Sebelumnya, ada salah satu dokter dan petugas rekam medik Rumah Sakit Umum Daerah (RSUD) Kabupaten Pesawaran dinyatakan positif Covid-19, pelayanan RSUD ditutup sementara.
BACA JUGA: RSUD Pesawaran Tutup Pelayanan, Antisipasi Penyebaran Covid-19
Direktur RSUD Pesawaran Yasmin mengatakan, hal ini dilakukan guna mengantisipasi adanya penyebaran Covid-19 dilingkungan RSUD Pesawaran.
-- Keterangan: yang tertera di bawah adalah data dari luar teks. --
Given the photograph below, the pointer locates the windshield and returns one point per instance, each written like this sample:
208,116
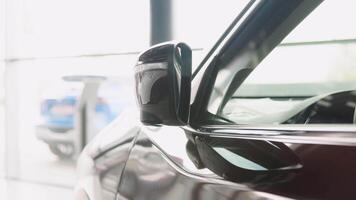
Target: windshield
310,77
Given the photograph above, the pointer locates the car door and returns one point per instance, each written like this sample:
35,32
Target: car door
269,118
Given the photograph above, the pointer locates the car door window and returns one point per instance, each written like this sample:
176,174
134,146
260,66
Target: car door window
309,78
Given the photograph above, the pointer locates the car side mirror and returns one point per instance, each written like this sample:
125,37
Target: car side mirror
247,161
162,77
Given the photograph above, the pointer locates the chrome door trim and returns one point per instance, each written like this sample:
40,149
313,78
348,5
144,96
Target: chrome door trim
343,135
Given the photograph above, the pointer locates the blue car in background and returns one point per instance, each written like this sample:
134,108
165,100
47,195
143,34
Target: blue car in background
59,110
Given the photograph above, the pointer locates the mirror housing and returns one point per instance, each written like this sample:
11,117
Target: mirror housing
163,81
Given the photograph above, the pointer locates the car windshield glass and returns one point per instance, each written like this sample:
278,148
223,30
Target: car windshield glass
310,77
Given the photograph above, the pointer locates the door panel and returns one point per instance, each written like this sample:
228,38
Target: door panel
151,173
162,166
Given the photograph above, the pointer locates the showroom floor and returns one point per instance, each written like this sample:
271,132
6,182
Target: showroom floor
11,189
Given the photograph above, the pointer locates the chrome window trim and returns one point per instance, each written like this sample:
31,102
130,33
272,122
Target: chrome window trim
342,135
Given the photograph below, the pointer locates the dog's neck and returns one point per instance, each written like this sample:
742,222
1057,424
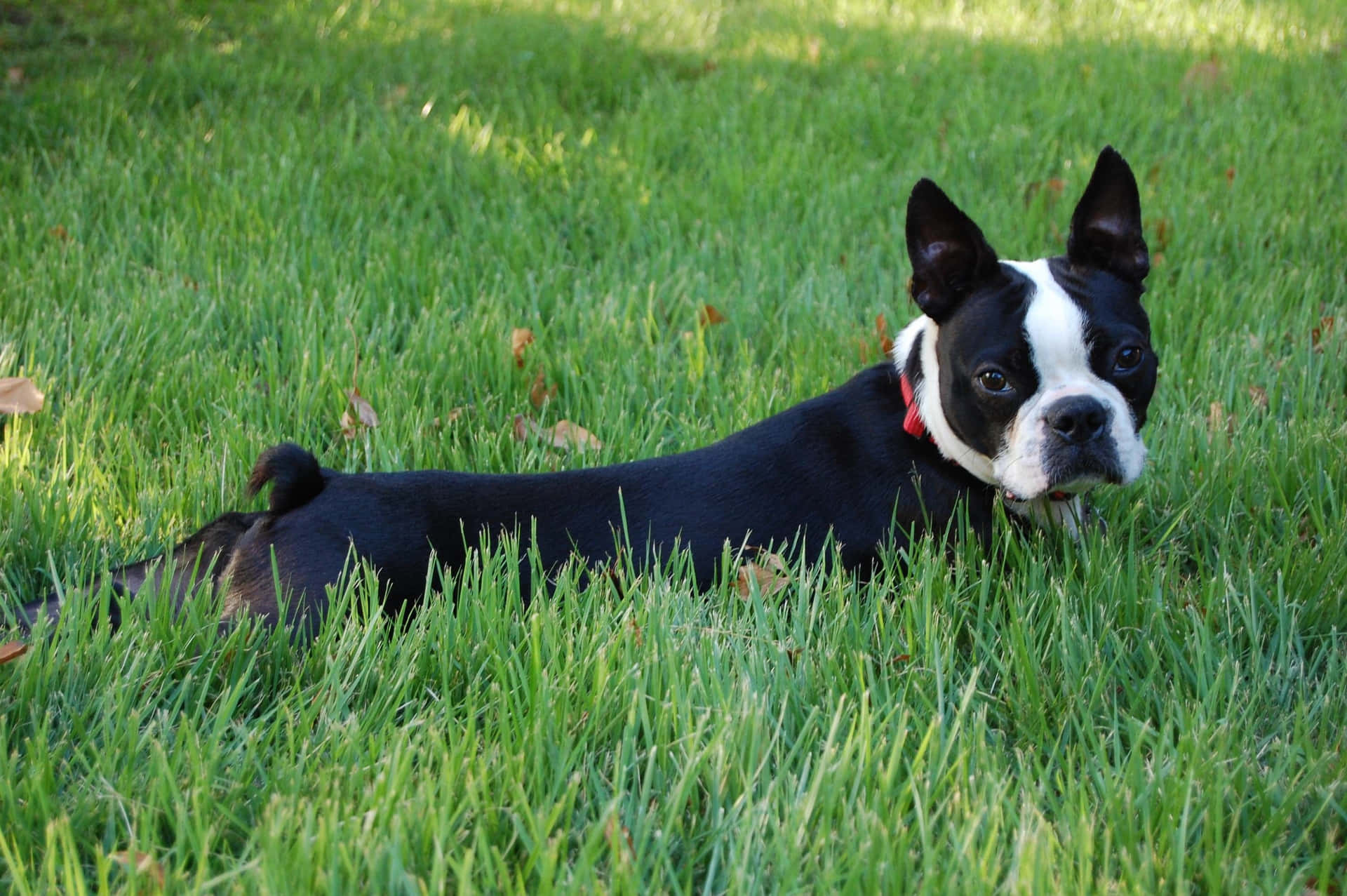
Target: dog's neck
919,366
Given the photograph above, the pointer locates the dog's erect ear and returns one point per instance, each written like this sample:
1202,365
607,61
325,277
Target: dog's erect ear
1106,225
950,256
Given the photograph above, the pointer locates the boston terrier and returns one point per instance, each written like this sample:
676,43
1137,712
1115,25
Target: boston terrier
1021,383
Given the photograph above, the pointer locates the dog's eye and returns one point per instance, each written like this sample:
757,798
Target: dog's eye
1128,359
994,382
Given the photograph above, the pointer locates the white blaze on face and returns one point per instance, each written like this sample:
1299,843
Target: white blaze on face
1055,329
928,399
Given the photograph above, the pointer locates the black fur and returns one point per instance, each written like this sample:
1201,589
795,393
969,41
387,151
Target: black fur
837,469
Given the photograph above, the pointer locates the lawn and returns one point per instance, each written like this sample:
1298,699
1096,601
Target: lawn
210,209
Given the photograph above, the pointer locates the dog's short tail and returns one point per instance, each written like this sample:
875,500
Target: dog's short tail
294,474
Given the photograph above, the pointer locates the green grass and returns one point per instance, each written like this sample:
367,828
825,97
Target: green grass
209,208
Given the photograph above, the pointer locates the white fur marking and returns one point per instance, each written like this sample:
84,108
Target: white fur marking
1055,329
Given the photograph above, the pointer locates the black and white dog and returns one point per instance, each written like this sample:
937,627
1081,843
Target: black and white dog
1021,382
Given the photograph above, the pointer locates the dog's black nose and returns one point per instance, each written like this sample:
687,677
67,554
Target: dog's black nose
1078,420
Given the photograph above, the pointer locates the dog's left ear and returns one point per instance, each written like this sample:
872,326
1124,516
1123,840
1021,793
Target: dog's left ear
950,256
1106,225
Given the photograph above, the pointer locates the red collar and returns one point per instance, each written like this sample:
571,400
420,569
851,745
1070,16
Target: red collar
916,427
912,422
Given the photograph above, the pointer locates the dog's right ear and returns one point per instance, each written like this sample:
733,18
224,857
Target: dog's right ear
950,256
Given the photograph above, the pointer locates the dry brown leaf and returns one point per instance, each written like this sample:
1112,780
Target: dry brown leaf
1219,420
540,392
18,395
770,572
143,862
1052,189
1316,336
563,436
1207,74
364,411
1164,229
881,326
519,340
568,434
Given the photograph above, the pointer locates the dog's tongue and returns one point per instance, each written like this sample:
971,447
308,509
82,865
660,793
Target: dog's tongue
1052,496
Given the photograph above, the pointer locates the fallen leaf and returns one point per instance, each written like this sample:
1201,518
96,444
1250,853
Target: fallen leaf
1164,229
563,436
568,434
770,573
143,862
540,392
881,326
1316,336
363,408
1052,187
1219,420
1207,74
18,395
519,340
709,314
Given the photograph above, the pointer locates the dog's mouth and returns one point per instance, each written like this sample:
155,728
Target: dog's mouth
1066,490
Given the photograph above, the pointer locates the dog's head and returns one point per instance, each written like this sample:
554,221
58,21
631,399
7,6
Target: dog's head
1035,376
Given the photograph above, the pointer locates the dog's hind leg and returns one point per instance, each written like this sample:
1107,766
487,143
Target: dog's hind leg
202,558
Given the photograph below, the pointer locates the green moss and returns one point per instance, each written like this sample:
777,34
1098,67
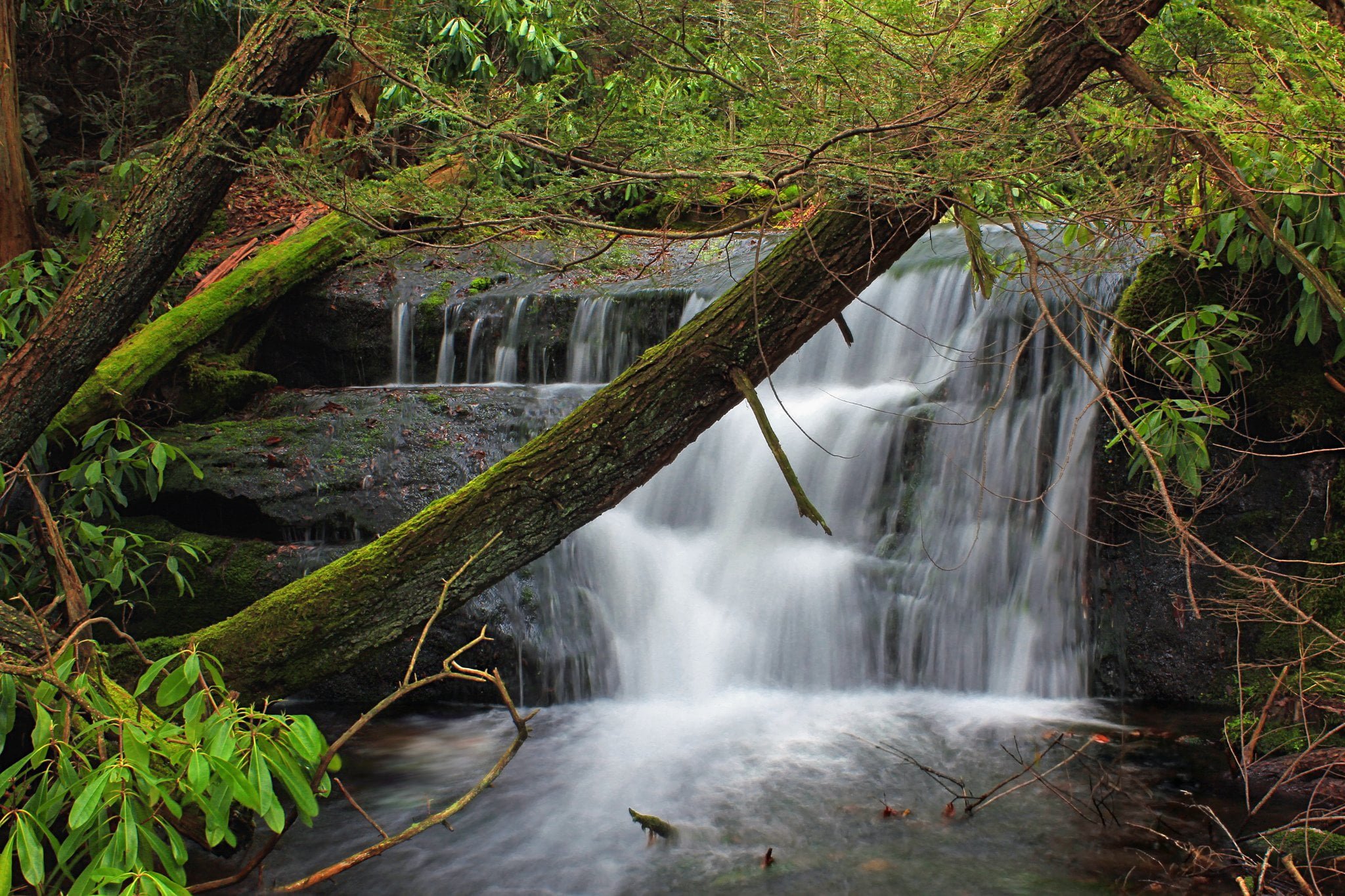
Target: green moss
1293,390
1304,843
1165,284
214,385
248,291
237,574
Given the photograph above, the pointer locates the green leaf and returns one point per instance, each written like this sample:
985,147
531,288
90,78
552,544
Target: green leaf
174,687
240,788
152,672
7,867
89,800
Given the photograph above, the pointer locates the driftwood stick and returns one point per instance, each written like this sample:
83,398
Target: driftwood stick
806,507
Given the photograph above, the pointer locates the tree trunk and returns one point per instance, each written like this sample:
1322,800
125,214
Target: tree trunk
18,228
246,292
350,110
632,427
162,218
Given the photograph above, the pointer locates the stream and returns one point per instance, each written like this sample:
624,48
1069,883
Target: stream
716,660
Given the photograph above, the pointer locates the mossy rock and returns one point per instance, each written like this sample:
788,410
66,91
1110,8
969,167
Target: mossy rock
214,385
237,572
1302,843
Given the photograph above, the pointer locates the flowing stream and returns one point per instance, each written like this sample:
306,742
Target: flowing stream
724,664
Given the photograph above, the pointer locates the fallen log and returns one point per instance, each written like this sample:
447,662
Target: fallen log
245,292
636,425
158,224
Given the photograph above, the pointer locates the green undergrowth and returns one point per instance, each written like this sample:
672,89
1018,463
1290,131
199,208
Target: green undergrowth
240,571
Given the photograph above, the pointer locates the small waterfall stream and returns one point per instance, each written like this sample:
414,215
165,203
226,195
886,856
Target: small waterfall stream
957,484
725,662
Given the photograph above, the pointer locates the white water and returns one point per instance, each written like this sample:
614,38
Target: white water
958,501
747,656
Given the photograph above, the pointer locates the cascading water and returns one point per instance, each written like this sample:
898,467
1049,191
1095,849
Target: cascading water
552,337
957,486
726,661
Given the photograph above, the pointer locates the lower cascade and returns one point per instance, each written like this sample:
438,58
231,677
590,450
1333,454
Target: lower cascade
717,661
950,450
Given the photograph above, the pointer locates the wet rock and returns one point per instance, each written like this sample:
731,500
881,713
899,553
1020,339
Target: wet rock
35,113
1147,643
343,467
340,330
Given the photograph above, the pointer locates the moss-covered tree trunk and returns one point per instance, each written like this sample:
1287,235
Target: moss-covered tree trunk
632,427
246,292
18,230
1334,11
162,218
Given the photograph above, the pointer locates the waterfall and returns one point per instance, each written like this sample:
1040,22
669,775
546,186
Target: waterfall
753,660
956,475
404,349
444,370
518,339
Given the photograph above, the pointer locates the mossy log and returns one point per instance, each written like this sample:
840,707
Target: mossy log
654,825
158,224
18,228
625,433
245,292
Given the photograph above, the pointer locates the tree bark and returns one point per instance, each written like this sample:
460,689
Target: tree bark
632,427
350,110
18,228
246,292
162,218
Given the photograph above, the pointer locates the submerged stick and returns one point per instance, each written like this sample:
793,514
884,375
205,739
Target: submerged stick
806,508
654,825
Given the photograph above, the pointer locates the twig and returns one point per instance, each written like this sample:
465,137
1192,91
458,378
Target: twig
359,809
1298,878
806,508
1250,747
440,817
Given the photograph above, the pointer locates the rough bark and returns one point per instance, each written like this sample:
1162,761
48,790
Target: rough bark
162,218
246,292
18,228
628,430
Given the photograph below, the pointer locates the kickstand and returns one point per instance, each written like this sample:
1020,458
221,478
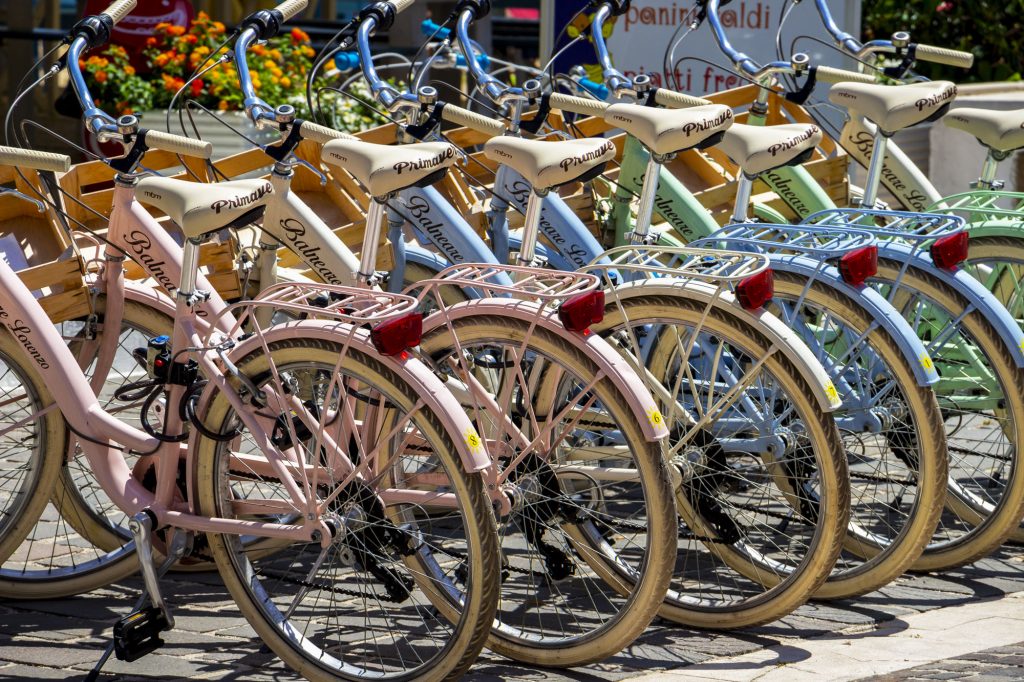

“Memang sebelumnya memang sudah ada salah satu dokter dan petugas rekam medik kami yang dinyatakan positif Covid-19, untuk dokter itu memang terkait langsung dengan tindakan terhadap ibu melahirkan yang sebelumnya dinyatakan Covid-19, maka dari itu kami kemarin langsung melakukan rapat mendadak untuk menyikapi masalah ini, hingga akhirnya kami putuskan untuk melakukan penutupan sementara guna melakukan Rapid Test, sekaligus untuk meminimalisir adanya penyebaran Covid-19 di RSUD Pesawaran,” jelasnya, Kamis (19/11/2020).
Dirinya mengatakan, penutupan pelayanan rawat jalan RSUD Pesawaran mulai dari pukul 06.00 WIB hingga 19.00 WIB, namun pada pukul 20.00 WIB kita sudah buka kembali, dan sebelumnya pihak RSUD juga sudah mensosialisasikan kepada masyarakat yang akan melakukan perawatan di RSUD.
“Penutupan ini dilakukan, karena kami ingin melakukan rapid test massal terhadap 254 pegawai yang ada di RSUD Pesawaran, sekaligus melakukan penyemprotan desinfektan terhadap semua ruangan yang ada di RSUD Pesawaran,” ungkapnya.